Show that the right half-open topology on $\mathbb R$ is not metrisable. The right half-open topology on the real line $\mathbb R$ is the topology generated by the right half-open intervals $[a,b)$ for $ -\infty < a < b < \infty$.
How to show it does not arise from a metric? I know it's a Hausdorff space so this approach doesn't work.
Any idea is appreciated.
 A: A separable metric space is second countable (that is, its topology has a countable base).
$\mathbb{R}$ in the right half-open topology is separable ($\mathbb{Q}$ is dense), but not second countable (proof left as an exercise).
A: This can be proven using separability, as Daniel Fischer pointed out, or the fact that $\Bbb{R}$ is Lindelöf with this topology. 
A space is Lindelöf if every open covering contains a countable subcovering. To show that this topology on $\Bbb{R}$ is Lindelöf we show that every covering by basis elements has a countable subcovering.
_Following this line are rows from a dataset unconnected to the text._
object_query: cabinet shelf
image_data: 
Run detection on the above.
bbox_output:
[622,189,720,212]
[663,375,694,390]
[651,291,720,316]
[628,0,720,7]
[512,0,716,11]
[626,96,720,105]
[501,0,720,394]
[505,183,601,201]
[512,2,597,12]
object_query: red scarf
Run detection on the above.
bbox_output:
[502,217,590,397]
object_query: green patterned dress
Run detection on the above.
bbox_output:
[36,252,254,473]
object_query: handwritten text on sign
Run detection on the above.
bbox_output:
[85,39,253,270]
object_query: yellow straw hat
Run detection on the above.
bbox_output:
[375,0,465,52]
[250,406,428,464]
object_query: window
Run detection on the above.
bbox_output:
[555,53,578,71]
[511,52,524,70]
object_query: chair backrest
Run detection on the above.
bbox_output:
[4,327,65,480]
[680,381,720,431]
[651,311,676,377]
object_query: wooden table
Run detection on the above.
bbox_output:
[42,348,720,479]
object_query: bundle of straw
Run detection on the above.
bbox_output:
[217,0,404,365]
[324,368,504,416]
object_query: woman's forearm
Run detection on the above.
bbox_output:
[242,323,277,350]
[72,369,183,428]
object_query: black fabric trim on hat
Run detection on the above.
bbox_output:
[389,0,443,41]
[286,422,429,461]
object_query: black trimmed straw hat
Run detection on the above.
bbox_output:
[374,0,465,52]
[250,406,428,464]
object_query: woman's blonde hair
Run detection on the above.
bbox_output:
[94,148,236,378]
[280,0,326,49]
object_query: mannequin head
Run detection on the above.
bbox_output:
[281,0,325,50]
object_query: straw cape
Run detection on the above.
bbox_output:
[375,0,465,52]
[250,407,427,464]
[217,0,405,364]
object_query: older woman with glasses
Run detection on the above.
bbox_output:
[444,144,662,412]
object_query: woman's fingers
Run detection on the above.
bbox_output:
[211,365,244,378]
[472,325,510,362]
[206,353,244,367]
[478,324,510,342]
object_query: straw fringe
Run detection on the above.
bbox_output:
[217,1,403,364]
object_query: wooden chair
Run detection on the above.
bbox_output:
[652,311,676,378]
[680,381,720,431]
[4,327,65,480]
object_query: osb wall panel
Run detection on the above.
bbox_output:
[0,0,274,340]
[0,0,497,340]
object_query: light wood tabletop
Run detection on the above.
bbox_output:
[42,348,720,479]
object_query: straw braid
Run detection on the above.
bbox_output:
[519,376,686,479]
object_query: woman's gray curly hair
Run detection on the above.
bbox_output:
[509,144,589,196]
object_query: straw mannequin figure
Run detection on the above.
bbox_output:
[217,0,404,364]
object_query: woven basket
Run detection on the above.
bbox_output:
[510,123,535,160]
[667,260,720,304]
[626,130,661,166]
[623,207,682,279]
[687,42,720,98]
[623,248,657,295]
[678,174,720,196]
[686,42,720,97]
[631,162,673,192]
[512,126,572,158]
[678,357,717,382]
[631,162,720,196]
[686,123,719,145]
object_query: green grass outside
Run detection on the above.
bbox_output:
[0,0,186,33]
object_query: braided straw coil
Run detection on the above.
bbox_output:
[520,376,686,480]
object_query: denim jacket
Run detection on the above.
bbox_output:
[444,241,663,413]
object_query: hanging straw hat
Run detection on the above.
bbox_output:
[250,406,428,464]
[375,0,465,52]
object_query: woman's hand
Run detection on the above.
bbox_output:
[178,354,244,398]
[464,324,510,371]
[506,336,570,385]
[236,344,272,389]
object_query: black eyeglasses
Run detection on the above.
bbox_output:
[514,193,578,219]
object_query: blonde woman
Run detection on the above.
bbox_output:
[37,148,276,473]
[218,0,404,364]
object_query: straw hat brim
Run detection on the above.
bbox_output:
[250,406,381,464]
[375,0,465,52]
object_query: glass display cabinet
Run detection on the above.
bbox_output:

Let $\Bbb{R} = \cup_{i\in I} C_i,$ where $C_i = [a_i,b_i)$. Set $C = \cup_{i\in I} (a_i,b_i)$.  We have that $\Bbb{R}  - C$ is countable, since it contains at most those points $a_i$ and for each point in this there is a rational point in its associated basis element, giving an injection from $\Bbb{R} - C$ into $\Bbb{Q}$. The set $\Bbb{R}$ is covered by the basis elements in the open cover assocated with the points in $\Bbb{R} - C$ and this is therefore a countable subcover, since there are a countable number of these.
We use the fact that every metrizable Lindelöf space is second countable (an easy exercise).
All that's left to show is that $\Bbb{R}$ with this topology is non second countable. For a basis $B$ of $\Bbb{R}$ pick an element of this basis $B_x$ for each $x\in \Bbb{R}$ such that $x \in B_x \subset [x,x+1)$. The function which takes $x$ to $B_x$ is injective, and thus $B$ cannot be countable. 
A: Its square is not normal, so it cannot be metrizable, which implies that $X$ is not metrizable.
A: In a metrizable space, Lindelof $\iff$ separable $\iff$ second countable.